My Chief Executive Officer

My Chief Executive Officer
Memulai Bisnis



Aeera memejamkan kedua matanya sambari berbaring di ranjang. Terdengar suara dering telfon dan dengan cepat gadis itu menggeser tombol hijau.


“Sari. Ada apa?”


“Kudengar dari ibumu, kamu mau buka usaha ya Ra?”


“Iya. Tapi aku belum menyiapkan semua. Aku masih mencari toko yang cocok dan memiliki tempat seterategis untuk berbisnis. Ada apa Sar ?”


“Kebetulan sekali Ra. Di sini ada toko yang di jual. Tempatnya di tengah kota, ya karena tokonya sudah lama harus di renovasi dulu sih.

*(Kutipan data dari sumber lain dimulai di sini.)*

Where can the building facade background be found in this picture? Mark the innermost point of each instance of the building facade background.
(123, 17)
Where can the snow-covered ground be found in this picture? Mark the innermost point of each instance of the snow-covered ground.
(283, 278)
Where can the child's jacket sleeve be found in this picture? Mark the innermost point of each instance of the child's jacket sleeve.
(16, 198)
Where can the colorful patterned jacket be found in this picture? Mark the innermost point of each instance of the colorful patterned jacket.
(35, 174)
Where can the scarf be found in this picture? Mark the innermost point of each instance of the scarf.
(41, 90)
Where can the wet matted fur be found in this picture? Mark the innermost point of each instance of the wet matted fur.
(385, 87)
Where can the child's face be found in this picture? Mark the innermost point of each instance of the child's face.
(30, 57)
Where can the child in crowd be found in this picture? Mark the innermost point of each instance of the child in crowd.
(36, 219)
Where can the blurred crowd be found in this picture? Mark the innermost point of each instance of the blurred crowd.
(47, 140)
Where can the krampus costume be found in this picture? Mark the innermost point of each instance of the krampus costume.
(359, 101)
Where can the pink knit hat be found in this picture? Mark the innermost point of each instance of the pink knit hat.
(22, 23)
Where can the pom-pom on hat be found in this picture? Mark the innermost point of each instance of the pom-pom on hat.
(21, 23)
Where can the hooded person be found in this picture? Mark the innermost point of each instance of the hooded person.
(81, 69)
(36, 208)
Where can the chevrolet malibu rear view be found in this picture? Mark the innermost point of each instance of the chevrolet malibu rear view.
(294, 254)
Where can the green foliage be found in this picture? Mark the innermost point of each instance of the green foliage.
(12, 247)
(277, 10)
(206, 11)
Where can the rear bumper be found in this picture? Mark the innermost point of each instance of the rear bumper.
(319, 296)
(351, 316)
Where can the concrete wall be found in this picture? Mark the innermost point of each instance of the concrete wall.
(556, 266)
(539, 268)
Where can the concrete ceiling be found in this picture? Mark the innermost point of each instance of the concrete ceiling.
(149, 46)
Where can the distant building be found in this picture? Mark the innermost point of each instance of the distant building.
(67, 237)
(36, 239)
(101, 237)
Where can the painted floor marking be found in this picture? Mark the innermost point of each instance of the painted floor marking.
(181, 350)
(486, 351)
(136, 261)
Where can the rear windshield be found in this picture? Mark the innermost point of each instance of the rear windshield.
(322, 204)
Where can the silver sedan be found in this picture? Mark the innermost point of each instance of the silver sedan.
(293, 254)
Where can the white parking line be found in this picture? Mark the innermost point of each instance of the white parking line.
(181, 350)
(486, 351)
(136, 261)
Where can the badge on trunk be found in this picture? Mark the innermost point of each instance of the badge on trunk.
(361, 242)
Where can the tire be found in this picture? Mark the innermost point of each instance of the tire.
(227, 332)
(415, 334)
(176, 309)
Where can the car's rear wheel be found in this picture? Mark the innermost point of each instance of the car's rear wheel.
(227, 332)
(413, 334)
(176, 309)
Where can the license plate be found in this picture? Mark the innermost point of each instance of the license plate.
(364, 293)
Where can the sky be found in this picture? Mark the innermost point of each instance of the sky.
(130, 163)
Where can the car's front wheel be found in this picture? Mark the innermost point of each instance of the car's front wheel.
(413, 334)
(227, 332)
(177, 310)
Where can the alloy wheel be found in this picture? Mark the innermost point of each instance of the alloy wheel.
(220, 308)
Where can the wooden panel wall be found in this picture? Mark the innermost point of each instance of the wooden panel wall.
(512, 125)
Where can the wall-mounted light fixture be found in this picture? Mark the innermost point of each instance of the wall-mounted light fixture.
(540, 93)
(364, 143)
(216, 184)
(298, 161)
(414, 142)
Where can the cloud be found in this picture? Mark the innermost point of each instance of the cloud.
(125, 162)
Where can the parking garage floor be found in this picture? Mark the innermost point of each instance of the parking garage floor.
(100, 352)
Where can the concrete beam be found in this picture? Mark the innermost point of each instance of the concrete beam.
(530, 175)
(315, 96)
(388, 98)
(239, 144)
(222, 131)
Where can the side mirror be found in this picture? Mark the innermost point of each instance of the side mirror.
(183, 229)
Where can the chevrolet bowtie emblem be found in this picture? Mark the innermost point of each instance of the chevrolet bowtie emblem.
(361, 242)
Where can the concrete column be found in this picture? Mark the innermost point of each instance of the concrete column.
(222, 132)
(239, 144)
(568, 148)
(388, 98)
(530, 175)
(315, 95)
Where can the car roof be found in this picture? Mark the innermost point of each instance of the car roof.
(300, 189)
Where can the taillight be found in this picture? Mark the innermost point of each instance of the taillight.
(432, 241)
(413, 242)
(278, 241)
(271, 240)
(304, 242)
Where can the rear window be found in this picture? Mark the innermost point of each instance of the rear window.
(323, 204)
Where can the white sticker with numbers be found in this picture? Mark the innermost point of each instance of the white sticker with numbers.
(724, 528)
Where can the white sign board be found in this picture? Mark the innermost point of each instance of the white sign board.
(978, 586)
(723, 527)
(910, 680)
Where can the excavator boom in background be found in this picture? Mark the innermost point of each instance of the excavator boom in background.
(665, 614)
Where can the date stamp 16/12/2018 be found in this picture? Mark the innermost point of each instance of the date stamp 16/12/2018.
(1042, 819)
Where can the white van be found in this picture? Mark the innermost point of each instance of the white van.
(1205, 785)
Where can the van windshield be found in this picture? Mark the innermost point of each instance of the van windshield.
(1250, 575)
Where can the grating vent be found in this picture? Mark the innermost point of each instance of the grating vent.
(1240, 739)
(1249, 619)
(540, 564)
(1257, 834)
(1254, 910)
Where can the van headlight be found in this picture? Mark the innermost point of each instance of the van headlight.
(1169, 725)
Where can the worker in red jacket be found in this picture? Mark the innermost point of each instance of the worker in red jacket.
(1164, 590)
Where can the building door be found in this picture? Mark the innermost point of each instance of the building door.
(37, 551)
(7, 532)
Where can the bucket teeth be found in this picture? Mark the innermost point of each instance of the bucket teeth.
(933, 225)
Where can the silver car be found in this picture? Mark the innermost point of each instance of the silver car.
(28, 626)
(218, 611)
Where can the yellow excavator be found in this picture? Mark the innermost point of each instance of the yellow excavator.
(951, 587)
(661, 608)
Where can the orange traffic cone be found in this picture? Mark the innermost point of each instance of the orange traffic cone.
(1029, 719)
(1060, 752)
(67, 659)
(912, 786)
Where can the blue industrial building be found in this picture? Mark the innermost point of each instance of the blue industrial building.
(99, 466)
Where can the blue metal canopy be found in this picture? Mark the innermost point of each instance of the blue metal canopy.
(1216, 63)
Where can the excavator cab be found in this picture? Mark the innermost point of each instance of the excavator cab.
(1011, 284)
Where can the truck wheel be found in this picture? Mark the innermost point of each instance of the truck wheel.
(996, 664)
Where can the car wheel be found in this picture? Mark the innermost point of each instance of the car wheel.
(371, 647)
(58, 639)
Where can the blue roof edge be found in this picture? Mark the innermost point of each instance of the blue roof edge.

Tapi bangunannya masik bagus kok Ra.”


“Oh iya. Dimana?”


“Dekat tempas kerjaku. Kamu bisa kesini sekarang di jalan XX.”


“Baiklah. Aku akan segera kesana. Terimakasih Sari.”


Aeera menutup telfon, dan segera bergegas untuk ke tempat yang Sari maksut. Ia pergi bersama pak supir. Tidak membutuhkan waktu lama hanya 15 menit Aeera sudah sampai.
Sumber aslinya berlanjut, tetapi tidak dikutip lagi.